One point was allocated for each negative feature of the ECS-CP (presence of neuropathic pain, incident pain, psychological distress, addictive behaviour and/or cognitive impairment) [25], which allowed for the calculation of the ECS-CP composite score ranging from 0-5 (total of all negative pain features) [26].
The following were also assessed:
Pain intensity: 11-point numerical rating scale (NRS-11) [27]
Pain intensity in the previous 24 hours was measured using the NRS-11 with 0 representing no pain, 1-3 mild pain, 3-4 moderate pain and 7-10 severe pain. Patients were asked to rate their average and worst pain and the severity of their typical episode of breakthrough pain.
Opioid requirements
The use of background and breakthrough opioid medications were determined from the inpatient electronic Medication Management chartsor via direct participant reports or pain diaries foroutpatients. The total dose of background analgesia (oral and parenteral) over the previous 24 hours was calculated and converted to an OMEDD using established opioid conversion ratios [28].The frequency of breakthrough opioid analgesia (BTA) use in 24 hours was calculated by averaging the number of breakthrough doses over 72 hours.

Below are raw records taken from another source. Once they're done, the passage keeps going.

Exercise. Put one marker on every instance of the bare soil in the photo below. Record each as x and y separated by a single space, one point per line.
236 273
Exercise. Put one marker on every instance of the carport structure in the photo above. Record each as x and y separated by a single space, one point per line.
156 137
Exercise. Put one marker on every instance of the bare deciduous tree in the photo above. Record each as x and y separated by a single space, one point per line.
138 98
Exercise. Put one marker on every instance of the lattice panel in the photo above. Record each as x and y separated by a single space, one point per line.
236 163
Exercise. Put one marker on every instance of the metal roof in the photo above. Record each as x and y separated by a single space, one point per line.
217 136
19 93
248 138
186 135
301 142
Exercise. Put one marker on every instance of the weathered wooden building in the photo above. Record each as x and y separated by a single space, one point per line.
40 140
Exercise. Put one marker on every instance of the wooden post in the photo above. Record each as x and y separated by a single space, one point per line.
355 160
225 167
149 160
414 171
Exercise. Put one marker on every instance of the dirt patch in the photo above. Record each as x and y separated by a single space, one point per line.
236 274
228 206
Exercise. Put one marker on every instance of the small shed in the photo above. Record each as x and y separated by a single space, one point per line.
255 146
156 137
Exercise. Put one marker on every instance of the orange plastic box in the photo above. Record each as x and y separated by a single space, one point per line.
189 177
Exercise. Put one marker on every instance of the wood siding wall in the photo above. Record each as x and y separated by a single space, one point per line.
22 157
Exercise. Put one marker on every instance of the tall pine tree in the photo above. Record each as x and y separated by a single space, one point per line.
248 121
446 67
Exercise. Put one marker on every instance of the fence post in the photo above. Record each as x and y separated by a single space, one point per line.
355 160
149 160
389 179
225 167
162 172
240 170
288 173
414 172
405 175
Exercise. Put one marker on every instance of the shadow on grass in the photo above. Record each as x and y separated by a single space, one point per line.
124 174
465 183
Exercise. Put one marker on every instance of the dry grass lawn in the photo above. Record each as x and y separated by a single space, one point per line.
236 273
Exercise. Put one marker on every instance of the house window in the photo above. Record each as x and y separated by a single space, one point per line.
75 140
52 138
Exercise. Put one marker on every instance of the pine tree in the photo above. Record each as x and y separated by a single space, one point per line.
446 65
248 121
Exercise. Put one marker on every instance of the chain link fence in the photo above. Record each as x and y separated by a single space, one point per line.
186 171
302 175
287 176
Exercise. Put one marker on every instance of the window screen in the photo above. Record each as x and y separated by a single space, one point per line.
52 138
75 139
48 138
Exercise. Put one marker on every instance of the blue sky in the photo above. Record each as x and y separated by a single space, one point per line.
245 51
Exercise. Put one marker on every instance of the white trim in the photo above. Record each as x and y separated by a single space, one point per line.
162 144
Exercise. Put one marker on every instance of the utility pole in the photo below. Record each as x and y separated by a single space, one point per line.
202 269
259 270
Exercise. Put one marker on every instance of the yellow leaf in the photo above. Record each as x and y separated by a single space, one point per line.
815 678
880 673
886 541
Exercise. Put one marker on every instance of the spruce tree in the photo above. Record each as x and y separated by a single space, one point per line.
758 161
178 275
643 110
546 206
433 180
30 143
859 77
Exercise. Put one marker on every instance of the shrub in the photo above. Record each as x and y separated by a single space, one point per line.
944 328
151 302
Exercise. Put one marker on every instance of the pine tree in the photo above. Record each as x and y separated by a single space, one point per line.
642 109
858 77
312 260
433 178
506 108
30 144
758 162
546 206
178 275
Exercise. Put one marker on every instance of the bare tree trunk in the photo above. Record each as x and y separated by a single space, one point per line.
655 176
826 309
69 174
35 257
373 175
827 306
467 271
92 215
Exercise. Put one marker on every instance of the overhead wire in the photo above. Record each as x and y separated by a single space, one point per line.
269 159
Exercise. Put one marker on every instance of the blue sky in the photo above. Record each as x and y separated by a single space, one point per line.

Establishment of bone metastasis
The presence of bone metastasis was established by a review of radiological imaging and reports (plain film radiography, computed tomography, Technetium 99m bone scan, magnetic resonance imaging, and/or positron emission tomography) [4]. As CIBP most commonly arises from bone metastasis in the spine, pelvis, long bones and ribs [2,4,29], only metastasis at these four sites was reported in this study.
Statistical analysis
Patient demographics and pain characteristics were summarised using proportions for categorical variables, means and standard deviations (SDs) for normally distributed or medians and inter-quartile ranges (IQRs) for continuous skewed data. Mann-Whitney U test was used to examine the association between pain intensity, breakthrough pain characteristics and opioid requirements and the various ECS-CP features. Multivariable gamma regression analysis was used to analyze the relationship between ECSS-CP composite score and pain intensity while controlling for patients' age and sex. A two-tailed p-value <0.05 indicated statistical significance.